Isto significa que o primeiro debate a ser travado entre os parlamentares será para decidir qual a melhor proposta legislativa: desobrigar a realização dos Cursos ou limitá-los à modalidade presencial, ou, ainda, a adoção de uma solução intermediária, que contemple ambas as ideias externadas pelos autores dos citados Projetos: exigir o Curso teórico, de forma presencial (já que não faz sentido se falar em Curso de prática de direção veicular a distância), e permitir a escolha do candidato quanto às aulas práticas: de forma autônoma ou em uma Autoescola.

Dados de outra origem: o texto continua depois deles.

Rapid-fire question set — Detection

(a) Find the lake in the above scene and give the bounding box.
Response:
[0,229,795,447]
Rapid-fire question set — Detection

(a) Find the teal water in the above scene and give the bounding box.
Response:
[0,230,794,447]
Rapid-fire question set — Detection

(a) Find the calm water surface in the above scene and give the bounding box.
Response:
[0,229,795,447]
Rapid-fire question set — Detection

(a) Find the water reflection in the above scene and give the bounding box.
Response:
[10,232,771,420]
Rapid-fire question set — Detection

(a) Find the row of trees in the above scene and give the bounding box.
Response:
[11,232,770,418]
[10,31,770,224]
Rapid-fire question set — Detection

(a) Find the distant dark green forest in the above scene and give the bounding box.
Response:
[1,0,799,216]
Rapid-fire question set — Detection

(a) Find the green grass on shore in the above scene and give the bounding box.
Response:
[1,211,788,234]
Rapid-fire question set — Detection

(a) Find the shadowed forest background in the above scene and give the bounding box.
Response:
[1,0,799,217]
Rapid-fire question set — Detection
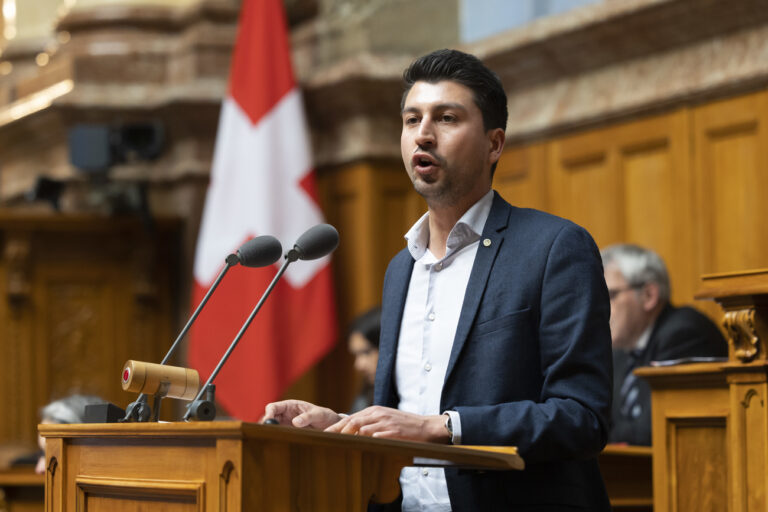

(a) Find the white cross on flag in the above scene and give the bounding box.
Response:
[189,0,337,421]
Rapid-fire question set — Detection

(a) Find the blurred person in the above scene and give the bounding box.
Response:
[34,394,103,474]
[602,244,727,446]
[347,307,382,413]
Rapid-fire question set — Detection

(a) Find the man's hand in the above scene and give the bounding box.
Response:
[324,406,450,443]
[263,400,342,430]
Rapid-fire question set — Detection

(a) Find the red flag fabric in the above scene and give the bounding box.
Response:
[189,0,337,421]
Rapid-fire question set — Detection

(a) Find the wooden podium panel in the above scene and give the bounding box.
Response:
[635,363,731,512]
[599,444,653,511]
[39,421,522,512]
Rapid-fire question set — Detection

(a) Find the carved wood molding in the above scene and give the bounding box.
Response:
[724,309,761,363]
[3,235,32,305]
[45,456,58,508]
[740,388,764,409]
[218,460,234,512]
[132,241,157,303]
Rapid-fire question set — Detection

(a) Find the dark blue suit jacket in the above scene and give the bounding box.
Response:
[373,192,613,511]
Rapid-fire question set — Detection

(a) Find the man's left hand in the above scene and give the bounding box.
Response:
[324,406,450,443]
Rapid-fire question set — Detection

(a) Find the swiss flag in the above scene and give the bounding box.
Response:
[189,0,337,421]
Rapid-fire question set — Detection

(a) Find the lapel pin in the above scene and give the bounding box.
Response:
[483,238,491,247]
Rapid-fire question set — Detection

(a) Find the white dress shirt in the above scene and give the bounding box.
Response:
[396,189,494,512]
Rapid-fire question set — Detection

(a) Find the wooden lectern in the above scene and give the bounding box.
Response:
[636,269,768,512]
[39,421,522,511]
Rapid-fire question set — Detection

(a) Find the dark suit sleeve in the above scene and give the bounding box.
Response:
[454,224,613,463]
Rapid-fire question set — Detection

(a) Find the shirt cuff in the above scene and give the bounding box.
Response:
[443,410,462,445]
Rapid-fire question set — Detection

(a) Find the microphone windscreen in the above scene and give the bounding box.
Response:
[237,236,283,267]
[294,224,339,260]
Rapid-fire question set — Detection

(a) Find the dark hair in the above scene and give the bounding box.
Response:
[348,306,382,349]
[401,49,508,161]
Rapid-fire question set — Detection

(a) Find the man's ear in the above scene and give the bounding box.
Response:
[640,282,661,313]
[488,127,505,165]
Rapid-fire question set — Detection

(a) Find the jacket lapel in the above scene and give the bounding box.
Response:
[374,250,414,407]
[443,192,511,386]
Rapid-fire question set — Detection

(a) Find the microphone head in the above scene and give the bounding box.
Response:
[237,236,283,267]
[293,224,339,261]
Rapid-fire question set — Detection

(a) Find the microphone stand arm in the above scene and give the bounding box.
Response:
[185,253,296,421]
[122,254,239,422]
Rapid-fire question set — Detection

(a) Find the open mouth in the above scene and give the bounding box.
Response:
[412,153,439,172]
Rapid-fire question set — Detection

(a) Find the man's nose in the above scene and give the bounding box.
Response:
[415,119,436,147]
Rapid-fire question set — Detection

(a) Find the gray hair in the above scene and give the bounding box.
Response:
[41,394,104,424]
[601,244,671,303]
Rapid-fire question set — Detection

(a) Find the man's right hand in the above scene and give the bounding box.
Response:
[262,399,342,430]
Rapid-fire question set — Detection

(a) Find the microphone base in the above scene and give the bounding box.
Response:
[185,400,216,421]
[85,403,127,423]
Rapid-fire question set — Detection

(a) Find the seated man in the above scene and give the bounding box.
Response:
[602,244,727,446]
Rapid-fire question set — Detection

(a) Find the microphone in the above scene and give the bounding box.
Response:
[286,223,339,262]
[184,224,340,421]
[122,360,200,401]
[229,236,283,267]
[122,235,283,422]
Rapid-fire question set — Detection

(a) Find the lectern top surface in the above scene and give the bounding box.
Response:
[39,420,524,471]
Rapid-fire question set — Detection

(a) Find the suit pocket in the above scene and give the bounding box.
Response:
[471,307,531,338]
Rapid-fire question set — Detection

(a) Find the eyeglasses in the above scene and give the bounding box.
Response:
[607,284,643,301]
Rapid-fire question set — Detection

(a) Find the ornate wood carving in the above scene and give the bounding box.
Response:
[219,460,234,512]
[4,236,31,306]
[45,456,58,509]
[47,457,57,478]
[740,388,763,408]
[723,309,760,362]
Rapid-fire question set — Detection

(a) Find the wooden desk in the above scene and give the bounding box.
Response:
[599,444,653,511]
[0,468,44,512]
[40,421,523,511]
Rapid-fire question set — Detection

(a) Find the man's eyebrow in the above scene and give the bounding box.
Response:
[401,103,468,115]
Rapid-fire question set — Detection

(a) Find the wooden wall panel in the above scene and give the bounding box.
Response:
[495,143,547,211]
[36,266,119,403]
[545,111,699,306]
[0,234,37,452]
[614,112,695,308]
[0,217,177,447]
[693,91,768,276]
[547,129,622,249]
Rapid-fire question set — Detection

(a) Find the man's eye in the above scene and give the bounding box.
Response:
[441,115,456,122]
[405,117,419,125]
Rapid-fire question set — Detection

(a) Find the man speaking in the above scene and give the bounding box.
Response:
[264,49,613,511]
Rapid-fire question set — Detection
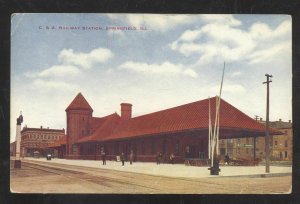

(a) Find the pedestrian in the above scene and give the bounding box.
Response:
[225,153,230,165]
[129,150,134,165]
[156,152,160,165]
[101,150,106,165]
[169,153,175,164]
[121,152,125,166]
[158,152,162,165]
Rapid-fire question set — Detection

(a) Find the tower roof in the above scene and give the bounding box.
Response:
[65,93,93,111]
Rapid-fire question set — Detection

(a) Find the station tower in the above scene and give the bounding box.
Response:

Há, entretanto, um problema maior, no atual direcionamento destes dois PLs pela Mesa Diretora da Câmara dos Deputados, que, se não sanado, implica em uma não avaliação rápida destas propostas: os dois Projetos, agora apensados um ao outro, NÃO foram direcionados para Comissão de Viação e Transportes, para designação de relator específico para esta matéria, mas se entendeu por bem apensá-los a um 3º PL: o de n. 3.385/15 (Dep Fed Mário Negromonte Jr. – PP/BA), que versa sobre outro assunto bem polêmico (e com proposta contrária ao entendimento do atual Presidente da República, bem como ao que já consta da mais recente Resolução do Contran sobre o tema, de n. 778/19): o Projeto pretende incluir no CTB a obrigatoriedade de aula em simulador de direção veicular antes do início das aulas práticas diretamente no veículo (o que, obviamente, aniquilaria a pretensão de aulas totalmente autônomas).

E não para por aí: este PL n. 3.385/15 encontra-se apensado a outro PL, de n. 2.741/03 (Dep Fed Luis Carlos Heinze – PP/RS), que, importante ressaltar, nada tem a ver com processo de formação de condutores, mas pretende inserir, no CTB, obrigatoriedade de que a embalagem dos produtos de telefonia celular contenha mensagem de advertência sobre o perigo à segurança viária de dirigir utilizando o telefone celular. Ou seja, a anexação das Propostas não se deu pela similaridade temática, mas simplesmente por ambas tratarem de alterações no CTB.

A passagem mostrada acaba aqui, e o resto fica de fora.